PyTorch Training

This guide will walk you through using PyTorch with Kubeflow

Installing PyTorch Operator

If you haven’t already done so please follow the Getting Started Guide to deploy Kubeflow.

An alpha version of PyTorch support was introduced with Kubeflow 0.2.0. You must be using a version of Kubeflow newer than 0.2.0.

Verify that PyTorch support is included in your Kubeflow deployment

Check that the PyTorch custom resource is installed

kubectl get crd

The output should include pytorchjobs.kubeflow.org

NAME                                           AGE
...
pytorchjobs.kubeflow.org                       4d
...

If it is not included you can add it as follows

cd ${KSONNET_APP}
ks pkg install kubeflow/pytorch-job
ks generate pytorch-operator pytorch-operator
ks apply ${ENVIRONMENT} -c pytorch-operator

Creating a PyTorch Job

You can create PyTorch Job by defining a PyTorchJob config file. See distributed MNIST example config file. You may change the config file based on your requirements.

cat examples/dist-mnist/pytorch_job_mnist.yaml

Deploy the PyTorchJob resource to start training:

kubectl create -f examples/dist-mnist/pytorch_job_mnist.yaml

You should now be able to see the created pods matching the specified number of replicas.
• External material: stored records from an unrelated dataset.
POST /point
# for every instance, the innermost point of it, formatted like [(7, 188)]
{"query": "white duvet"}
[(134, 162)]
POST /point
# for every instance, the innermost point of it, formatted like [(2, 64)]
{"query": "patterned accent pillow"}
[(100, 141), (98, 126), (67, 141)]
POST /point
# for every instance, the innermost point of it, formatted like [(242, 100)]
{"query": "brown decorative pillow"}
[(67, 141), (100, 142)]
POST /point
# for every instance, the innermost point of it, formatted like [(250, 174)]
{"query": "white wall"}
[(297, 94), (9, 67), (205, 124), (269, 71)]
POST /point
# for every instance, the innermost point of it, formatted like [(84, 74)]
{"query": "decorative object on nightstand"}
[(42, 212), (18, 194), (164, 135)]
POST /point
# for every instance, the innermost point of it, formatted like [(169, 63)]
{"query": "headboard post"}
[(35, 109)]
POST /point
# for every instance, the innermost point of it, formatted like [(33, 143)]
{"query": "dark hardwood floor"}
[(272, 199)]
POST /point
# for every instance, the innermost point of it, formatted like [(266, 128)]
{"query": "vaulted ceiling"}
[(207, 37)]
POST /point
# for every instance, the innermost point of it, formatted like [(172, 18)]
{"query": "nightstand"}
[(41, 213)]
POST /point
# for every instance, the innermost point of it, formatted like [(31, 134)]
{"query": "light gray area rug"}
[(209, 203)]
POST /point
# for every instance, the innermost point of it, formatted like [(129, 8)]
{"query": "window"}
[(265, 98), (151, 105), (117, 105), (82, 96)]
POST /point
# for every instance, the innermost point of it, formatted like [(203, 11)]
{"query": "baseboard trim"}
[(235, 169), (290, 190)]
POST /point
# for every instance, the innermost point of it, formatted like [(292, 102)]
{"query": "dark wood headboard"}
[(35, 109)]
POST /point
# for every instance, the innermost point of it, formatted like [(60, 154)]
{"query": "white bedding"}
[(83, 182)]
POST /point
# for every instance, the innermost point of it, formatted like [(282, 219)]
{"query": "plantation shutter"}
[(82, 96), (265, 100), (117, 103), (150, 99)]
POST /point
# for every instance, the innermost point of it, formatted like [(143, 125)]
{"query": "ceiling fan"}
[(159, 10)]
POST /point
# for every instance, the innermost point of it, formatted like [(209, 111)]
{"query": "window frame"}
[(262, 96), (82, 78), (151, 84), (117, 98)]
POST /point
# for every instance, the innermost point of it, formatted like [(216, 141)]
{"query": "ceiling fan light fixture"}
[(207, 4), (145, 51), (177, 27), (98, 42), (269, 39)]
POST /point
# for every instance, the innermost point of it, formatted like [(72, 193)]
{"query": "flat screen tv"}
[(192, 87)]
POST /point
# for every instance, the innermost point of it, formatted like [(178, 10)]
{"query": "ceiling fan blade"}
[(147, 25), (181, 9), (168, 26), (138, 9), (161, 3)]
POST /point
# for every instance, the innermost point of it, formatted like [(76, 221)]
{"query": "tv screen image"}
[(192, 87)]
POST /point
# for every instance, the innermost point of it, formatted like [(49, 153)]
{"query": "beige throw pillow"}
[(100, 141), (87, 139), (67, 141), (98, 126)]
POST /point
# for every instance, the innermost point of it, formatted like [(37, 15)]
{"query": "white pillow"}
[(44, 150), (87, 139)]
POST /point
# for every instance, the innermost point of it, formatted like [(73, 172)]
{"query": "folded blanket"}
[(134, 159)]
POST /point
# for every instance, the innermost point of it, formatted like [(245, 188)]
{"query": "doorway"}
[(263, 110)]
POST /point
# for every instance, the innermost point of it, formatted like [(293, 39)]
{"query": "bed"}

kubectl get pods -l pytorch_job_name=dist-mnist-for-e2e-test

Training should run for about 10 epochs and takes 5-10 minutes on a cpu cluster. Logs can be inspected to see its training progress.

PODNAME=$(kubectl get pods -l pytorch_job_name=dist-mnist-for-e2e-test,task_index=0 -o name)
kubectl logs -f ${PODNAME}

Monitoring a PyTorch Job

kubectl get -o yaml pytorchjobs dist-mnist-for-e2e-test

See the status section to monitor the job status. Here is sample output when the job is successfully completed.

apiVersion: v1
items:
- apiVersion: kubeflow.org/v1alpha1
  kind: PyTorchJob
  metadata:
    clusterName: ""
    creationTimestamp: 2018-06-22T08:16:14Z
    generation: 1
    name: dist-mnist-for-e2e-test
    namespace: default
    resourceVersion: "3276193"
    selfLink: /apis/kubeflow.org/v1alpha1/namespaces/default/pytorchjobs/dist-mnist-for-e2e-test
    uid: 87772d3b-75f4-11e8-bdd9-42010aa00072
  spec:
    RuntimeId: kmma
    pytorchImage: pytorch/pytorch:v0.2
    replicaSpecs:
    - masterPort: 23456
      replicaType: MASTER
      replicas: 1
      template:
        metadata:
          creationTimestamp: null
        spec:
          containers:
          - image: gcr.io/kubeflow-ci/pytorch-dist-mnist_test:1.0
            imagePullPolicy: IfNotPresent
            name: pytorch
            resources: {}
          restartPolicy: OnFailure
    - masterPort: 23456
      replicaType: WORKER
      replicas: 3
      template:
        metadata:
          creationTimestamp: null
        spec:
          containers:
          - image: gcr.io/kubeflow-ci/pytorch-dist-mnist_test:1.0
            imagePullPolicy: IfNotPresent
            name: pytorch
            resources: {}
          restartPolicy: OnFailure
    terminationPolicy:
      master:
        replicaName: MASTER
        replicaRank: 0
  status:
    phase: Done
    reason: ""
    replicaStatuses:
    - ReplicasStates:
        Succeeded: 1
      replica_type: MASTER
      state: Succeeded
    - ReplicasStates:
        Running: 1
        Succeeded: 2
      replica_type: WORKER
      state: Running
    state: Succeeded
kind: List
metadata:
  resourceVersion: ""
  selfLink: ""